Mumble didn’t take it seriously. Or else he didn’t understand. He just tried to nod and make his friend happy. When the drugs faded from Rodri’s body he would start to sweat, then he would freeze, then he would borrow one of Mumble’s red training tops from the hockey team. His friend fell asleep on the floor next to Mumble’s bed. He slept there the next night because his brother had fallen out with some other guys in town and there could be trouble at home, Rodri said. Before he fell asleep the second night he related a new fantasy he had, about how he and Mumble could stop those guys and kill them and become heroes.
* * *
The next day they became heroes for real.
* * *
Ruth left the country exactly two and a half years ago, just after what happened with Maya and Kevin became public knowledge. Maya had gone to the police and the whole town had turned against her. Everything was going to change in time, but no one knew that then. Ruth didn’t stay to find out what happened. She had been through all that herself a few months earlier, she knew what this forest did to girls like her and Maya.
* * *
Shoot. Dig. Silence.
* * *
During the last two and a half years of her life, far away from here, Ruth hated herself most for two reasons: that she left her little brother, Matteo, alone in that terrible house with their terrible parents, and that she had forgotten to take her diary. She didn’t dare contact Matteo because she was worried her parents might find out where she was. She wrote in her diary right up to the day she left, and the moment she left it was too late to go back for it. She wondered if anyone would find it, and hoped that it wouldn’t be her little brother. She wished him a real childhood, cycling and playing computer games and only encountering evil in comic books. Every day she counted the weeks and months before Matteo turned eighteen, so she could go back and get him. She didn’t have time. The six-year age gap was too great. And maybe he wouldn’t even have wanted to go with her if he could?
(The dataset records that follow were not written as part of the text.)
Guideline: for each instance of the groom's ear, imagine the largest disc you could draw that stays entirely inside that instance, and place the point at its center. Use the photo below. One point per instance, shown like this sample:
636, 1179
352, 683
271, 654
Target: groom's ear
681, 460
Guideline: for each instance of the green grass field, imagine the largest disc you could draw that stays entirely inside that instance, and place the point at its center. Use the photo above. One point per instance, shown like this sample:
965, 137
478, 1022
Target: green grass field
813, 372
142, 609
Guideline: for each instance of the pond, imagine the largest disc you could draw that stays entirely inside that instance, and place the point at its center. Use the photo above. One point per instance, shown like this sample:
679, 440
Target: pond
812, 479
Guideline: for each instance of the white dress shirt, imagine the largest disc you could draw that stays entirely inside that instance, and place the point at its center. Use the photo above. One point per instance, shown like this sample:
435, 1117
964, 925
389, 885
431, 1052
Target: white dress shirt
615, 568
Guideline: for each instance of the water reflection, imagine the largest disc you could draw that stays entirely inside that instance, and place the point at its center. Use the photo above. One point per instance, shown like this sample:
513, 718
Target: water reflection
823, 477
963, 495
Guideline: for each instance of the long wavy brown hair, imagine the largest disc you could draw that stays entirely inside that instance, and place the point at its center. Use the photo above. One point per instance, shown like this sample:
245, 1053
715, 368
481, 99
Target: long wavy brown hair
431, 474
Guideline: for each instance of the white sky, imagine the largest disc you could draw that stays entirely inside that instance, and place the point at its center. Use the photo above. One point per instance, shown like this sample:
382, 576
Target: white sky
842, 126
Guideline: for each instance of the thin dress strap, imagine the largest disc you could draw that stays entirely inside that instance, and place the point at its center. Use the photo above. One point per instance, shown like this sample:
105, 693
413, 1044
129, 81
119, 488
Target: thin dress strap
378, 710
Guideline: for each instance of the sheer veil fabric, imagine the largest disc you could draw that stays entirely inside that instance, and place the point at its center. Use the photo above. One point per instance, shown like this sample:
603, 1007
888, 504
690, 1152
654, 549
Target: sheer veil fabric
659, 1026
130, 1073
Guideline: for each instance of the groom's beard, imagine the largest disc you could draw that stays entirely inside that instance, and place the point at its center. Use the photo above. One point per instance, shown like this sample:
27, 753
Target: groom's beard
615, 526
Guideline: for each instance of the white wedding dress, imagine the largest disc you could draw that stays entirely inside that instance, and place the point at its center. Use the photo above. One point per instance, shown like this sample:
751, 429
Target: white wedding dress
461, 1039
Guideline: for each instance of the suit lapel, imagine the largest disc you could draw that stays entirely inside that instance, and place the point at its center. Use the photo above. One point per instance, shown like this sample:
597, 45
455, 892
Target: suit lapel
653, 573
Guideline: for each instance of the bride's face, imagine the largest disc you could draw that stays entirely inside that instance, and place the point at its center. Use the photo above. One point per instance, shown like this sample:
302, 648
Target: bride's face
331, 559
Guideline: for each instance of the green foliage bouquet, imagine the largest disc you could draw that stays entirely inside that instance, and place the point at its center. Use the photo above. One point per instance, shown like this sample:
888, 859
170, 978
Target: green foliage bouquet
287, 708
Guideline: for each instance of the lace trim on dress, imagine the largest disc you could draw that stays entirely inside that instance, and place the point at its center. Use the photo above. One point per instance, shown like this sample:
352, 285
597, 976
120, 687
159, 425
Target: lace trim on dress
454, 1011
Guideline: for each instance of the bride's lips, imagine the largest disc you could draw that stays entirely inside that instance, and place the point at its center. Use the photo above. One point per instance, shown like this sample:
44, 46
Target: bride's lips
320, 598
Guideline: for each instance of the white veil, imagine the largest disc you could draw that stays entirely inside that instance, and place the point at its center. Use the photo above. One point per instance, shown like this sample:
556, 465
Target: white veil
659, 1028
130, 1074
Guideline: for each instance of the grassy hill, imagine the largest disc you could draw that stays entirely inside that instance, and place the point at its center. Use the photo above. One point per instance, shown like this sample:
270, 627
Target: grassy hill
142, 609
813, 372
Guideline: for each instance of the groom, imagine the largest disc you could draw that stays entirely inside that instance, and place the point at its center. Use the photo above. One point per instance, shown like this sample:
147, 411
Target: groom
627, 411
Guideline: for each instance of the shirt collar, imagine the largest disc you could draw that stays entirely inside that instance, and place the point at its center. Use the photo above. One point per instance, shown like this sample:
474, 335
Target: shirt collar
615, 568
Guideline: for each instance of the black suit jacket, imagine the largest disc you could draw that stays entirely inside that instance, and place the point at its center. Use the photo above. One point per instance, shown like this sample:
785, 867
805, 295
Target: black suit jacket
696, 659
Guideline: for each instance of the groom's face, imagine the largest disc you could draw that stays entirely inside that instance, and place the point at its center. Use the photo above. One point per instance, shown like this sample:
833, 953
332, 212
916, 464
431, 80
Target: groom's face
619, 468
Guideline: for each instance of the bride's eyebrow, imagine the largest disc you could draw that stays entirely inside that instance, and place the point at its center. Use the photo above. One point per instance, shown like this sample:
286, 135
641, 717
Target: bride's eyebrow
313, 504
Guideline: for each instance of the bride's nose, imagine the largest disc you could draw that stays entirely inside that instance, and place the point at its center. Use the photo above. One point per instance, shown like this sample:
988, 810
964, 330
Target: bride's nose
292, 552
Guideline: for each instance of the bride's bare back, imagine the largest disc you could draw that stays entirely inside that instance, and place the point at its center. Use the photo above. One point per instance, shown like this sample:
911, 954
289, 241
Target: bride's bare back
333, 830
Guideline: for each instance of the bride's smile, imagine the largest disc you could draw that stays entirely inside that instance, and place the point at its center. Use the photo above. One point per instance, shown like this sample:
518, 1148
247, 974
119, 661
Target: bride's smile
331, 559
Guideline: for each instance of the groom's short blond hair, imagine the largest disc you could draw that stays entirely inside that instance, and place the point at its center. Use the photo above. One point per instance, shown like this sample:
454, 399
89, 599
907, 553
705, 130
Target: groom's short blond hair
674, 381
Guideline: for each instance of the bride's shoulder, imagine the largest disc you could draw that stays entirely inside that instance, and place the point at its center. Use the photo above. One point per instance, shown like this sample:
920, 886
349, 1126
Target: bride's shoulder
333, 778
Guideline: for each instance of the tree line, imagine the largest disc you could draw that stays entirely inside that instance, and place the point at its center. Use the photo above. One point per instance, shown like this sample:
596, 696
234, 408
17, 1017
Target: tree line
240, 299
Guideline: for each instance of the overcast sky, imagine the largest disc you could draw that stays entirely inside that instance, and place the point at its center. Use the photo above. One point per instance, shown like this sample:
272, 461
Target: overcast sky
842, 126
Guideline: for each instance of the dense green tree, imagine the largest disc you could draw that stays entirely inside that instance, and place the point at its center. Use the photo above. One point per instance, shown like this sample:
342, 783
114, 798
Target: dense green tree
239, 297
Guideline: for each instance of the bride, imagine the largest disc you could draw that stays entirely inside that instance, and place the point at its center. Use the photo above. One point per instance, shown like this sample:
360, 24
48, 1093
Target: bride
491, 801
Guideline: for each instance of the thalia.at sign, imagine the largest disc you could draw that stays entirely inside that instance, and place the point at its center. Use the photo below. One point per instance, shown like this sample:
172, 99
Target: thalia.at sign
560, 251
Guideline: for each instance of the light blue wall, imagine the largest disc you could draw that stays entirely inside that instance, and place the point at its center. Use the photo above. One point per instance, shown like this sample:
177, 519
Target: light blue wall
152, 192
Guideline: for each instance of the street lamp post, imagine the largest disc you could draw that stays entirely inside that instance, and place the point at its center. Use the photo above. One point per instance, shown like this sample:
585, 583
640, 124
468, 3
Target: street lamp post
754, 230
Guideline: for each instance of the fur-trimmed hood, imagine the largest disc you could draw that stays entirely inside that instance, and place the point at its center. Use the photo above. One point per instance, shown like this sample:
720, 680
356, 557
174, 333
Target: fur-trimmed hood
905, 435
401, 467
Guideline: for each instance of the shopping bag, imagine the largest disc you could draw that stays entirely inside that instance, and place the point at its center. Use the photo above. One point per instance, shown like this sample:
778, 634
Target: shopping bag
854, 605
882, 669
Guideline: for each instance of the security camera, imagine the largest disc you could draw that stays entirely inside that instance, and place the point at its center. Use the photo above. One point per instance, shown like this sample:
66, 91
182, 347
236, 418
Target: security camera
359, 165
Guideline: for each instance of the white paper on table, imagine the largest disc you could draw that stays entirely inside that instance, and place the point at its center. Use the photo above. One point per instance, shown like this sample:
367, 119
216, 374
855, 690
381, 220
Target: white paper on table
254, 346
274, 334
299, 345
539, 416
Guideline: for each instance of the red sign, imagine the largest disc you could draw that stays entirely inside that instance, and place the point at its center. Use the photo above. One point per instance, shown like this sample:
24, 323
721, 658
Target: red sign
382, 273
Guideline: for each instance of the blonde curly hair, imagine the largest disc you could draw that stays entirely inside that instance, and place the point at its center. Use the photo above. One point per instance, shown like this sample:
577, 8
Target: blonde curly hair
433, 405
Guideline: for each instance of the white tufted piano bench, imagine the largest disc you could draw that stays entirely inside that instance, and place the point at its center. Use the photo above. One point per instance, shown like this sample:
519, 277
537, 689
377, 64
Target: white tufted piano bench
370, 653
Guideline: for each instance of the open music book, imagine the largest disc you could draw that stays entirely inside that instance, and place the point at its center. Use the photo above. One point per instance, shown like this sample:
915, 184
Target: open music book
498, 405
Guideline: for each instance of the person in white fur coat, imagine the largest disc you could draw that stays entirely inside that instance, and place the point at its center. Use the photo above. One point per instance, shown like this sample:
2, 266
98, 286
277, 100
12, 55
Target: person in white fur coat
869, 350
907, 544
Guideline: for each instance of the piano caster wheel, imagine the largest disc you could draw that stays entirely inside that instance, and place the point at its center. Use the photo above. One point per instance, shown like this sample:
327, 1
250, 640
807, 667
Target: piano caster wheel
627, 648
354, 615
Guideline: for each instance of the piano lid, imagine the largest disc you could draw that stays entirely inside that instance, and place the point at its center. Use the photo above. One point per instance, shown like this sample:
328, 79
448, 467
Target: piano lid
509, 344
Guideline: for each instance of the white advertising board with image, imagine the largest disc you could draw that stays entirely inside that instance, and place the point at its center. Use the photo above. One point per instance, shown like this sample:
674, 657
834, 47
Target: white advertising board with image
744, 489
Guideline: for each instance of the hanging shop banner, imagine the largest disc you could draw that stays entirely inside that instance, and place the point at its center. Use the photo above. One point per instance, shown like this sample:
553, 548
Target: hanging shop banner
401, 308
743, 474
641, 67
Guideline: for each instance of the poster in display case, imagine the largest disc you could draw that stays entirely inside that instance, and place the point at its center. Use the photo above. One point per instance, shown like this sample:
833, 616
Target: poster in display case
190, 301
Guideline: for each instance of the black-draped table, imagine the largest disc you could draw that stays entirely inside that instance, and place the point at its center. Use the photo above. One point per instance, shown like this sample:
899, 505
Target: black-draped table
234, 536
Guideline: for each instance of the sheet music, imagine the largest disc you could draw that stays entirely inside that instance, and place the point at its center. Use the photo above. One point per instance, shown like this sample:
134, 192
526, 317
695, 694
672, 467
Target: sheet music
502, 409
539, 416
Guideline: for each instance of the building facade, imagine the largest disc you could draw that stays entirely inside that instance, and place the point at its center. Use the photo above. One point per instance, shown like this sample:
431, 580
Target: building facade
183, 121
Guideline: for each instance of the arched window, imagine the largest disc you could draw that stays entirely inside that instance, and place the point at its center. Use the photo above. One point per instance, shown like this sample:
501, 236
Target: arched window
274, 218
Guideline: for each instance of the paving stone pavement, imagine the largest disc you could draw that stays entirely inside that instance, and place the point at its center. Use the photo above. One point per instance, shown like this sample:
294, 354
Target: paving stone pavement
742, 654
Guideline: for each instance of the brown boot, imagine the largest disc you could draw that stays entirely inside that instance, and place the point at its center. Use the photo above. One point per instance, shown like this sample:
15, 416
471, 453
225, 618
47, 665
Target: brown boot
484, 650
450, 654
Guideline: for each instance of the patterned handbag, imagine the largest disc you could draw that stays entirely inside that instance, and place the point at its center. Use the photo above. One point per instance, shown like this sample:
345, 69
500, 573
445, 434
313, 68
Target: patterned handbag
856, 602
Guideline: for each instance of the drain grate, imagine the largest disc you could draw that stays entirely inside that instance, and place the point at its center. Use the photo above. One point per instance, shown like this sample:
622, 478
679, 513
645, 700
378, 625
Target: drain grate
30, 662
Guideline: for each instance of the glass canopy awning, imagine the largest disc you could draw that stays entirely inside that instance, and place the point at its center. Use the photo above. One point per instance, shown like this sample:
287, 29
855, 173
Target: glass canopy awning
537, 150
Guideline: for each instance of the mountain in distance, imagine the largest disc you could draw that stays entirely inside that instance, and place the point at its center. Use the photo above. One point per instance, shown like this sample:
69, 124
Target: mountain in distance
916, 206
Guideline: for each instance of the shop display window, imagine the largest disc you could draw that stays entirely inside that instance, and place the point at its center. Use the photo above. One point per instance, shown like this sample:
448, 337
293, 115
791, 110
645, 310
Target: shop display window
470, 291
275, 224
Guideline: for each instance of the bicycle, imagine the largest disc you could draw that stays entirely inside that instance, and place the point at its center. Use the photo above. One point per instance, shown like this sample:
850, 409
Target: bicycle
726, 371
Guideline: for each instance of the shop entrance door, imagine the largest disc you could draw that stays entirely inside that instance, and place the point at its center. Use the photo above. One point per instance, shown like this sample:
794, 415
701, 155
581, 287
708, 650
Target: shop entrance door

The sister and brother loved each other even as little kids, but they never had much in common. Besides, Matteo had something Ruth lacked: their mother’s love. She always went where he did, and because Ruth couldn’t stand her she kept her distance as much as she could. Their mother and all her neuroses. Her phobia of stale smells that made her air the whole apartment until it was freezing, her conviction that the neighbors were spying on them, her fear that the dogs in the area were the Devil in animal form. There was no end to it. Their dad just sat in a different room with his books, physically present but more and more distant mentally. As if he was conjuring up mental illness as a means of escape. Ruth both hated and envied him that ability.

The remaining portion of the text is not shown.